FastHigashi cell embedding

U-Chrom wraps FastHigashi (Zhang et al. 2022, Cell Systems) so that single-cell Hi-C data can be embedded into a per-cell low-rank representation that’s stored inside ChromData (cd.cellm['higashi']) alongside everything else.

This notebook walks the full pipeline:

  1. Convert per-cell sci-Hi-C contact matrices into Higashi v2 input format (filelist.txt, label_info.pickle, config.JSON, chromsizes.tsv) using uchrom.io.write_higashi_inputs / helpers.

  2. Run FastHigashi end-to-end via uchrom.emb.higashi.run — the wrapper applies an Apple-Silicon pin_memory shim so it works on CPU-only Macs.

  3. Score the resulting embedding against the known cell-type labels using ARI / NMI.

Dataset: Kim et al. 2020 sci-Hi-C (Noble lab), H1Esc + HFF mix at 500 kb on hg19 — 1 931 cells with ground-truth labels. See example-data/README.md for source.

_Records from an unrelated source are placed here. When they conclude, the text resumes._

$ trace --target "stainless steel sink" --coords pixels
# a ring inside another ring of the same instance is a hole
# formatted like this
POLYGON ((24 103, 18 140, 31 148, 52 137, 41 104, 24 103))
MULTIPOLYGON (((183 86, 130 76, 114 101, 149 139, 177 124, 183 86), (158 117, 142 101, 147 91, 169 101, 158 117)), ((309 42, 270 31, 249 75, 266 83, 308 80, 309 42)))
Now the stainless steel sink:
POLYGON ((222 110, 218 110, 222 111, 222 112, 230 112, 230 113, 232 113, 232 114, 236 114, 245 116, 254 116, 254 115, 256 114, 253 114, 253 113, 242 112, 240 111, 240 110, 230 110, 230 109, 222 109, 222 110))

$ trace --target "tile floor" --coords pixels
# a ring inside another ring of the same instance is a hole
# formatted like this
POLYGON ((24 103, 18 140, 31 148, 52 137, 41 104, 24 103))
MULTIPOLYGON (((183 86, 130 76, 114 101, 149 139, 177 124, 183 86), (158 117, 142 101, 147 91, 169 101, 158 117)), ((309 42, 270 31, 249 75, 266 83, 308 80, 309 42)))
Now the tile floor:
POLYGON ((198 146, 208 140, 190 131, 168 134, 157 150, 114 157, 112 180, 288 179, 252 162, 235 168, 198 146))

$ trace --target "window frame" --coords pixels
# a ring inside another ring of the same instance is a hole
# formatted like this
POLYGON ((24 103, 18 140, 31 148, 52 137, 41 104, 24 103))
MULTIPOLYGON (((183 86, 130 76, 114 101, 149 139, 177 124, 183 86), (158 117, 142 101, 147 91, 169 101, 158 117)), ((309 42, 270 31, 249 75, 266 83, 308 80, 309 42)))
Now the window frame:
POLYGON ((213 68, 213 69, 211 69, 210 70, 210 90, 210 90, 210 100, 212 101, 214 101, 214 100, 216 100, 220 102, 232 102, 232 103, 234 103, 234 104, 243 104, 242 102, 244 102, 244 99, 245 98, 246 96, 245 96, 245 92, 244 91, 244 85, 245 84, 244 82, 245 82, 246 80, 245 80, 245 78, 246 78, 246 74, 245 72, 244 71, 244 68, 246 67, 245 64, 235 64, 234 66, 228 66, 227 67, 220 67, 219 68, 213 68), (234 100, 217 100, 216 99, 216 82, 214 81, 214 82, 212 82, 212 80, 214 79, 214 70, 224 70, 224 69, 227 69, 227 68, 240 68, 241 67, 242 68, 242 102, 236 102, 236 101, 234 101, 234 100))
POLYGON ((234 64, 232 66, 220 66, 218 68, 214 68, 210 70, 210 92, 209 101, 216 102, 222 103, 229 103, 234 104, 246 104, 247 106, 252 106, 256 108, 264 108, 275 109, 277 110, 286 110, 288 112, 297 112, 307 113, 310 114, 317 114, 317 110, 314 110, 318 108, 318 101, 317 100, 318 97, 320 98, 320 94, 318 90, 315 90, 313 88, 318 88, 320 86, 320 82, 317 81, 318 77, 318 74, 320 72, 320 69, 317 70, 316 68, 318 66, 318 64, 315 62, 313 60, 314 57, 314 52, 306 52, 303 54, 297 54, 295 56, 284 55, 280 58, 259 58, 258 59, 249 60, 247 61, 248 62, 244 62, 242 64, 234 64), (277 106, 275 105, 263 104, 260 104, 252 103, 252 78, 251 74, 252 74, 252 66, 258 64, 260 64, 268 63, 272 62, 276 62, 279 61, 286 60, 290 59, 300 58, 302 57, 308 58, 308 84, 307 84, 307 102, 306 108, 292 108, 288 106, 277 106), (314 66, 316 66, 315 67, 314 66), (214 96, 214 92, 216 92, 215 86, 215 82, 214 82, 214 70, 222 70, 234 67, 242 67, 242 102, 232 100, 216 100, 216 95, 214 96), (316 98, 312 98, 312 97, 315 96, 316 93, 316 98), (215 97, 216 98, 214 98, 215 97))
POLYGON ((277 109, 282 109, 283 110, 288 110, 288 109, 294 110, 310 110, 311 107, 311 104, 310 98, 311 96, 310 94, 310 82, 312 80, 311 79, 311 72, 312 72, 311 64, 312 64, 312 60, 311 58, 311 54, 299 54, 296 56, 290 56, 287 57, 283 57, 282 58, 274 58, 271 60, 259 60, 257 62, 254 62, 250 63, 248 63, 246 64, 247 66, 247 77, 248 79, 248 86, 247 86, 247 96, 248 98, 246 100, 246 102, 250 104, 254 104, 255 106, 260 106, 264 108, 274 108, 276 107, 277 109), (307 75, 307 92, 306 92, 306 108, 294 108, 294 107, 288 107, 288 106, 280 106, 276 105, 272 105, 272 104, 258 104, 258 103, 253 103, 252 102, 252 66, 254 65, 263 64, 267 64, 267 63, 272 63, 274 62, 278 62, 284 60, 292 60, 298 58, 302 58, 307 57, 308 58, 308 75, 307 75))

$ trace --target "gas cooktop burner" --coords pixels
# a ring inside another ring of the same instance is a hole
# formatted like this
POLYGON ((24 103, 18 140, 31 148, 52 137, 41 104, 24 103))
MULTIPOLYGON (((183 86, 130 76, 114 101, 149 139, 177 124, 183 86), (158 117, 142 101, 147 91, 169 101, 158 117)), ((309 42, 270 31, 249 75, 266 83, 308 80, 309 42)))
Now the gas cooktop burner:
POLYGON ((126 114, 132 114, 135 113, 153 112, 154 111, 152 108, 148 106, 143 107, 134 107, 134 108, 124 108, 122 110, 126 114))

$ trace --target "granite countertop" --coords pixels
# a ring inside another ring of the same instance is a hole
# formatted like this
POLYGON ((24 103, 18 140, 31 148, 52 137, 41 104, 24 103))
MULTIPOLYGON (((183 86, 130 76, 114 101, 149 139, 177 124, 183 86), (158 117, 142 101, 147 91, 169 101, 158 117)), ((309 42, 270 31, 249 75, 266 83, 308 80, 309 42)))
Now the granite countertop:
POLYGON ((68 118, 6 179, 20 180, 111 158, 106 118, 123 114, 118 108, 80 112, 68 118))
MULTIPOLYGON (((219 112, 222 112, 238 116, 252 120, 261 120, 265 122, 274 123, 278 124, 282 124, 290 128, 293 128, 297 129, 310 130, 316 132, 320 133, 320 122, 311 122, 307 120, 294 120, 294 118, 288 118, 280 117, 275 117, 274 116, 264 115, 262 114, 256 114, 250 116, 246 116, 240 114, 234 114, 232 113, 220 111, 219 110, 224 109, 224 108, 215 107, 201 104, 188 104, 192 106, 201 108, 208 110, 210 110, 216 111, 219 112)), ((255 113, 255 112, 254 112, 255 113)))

Performance on a Mac mini M2 (16 GB, CPU only):

n cells

rank

wall (s)

ARI

40

16

8

0.07

150

64

52

0.42

300

64

136

0.55

ARI grows with cell count — Tucker decomposition needs population diversity to separate cell types. This notebook defaults to 150 cells (~1 min on a Mac mini).

0. Install FastHigashi

FastHigashi is an optional dependency — pip install -e .[emb] (or pip install fast-higashi from a checkout of the upstream repo) before running this notebook. The wrapper imports fasthigashi lazily and raises a clear ImportError pointing at the right extra if it’s missing.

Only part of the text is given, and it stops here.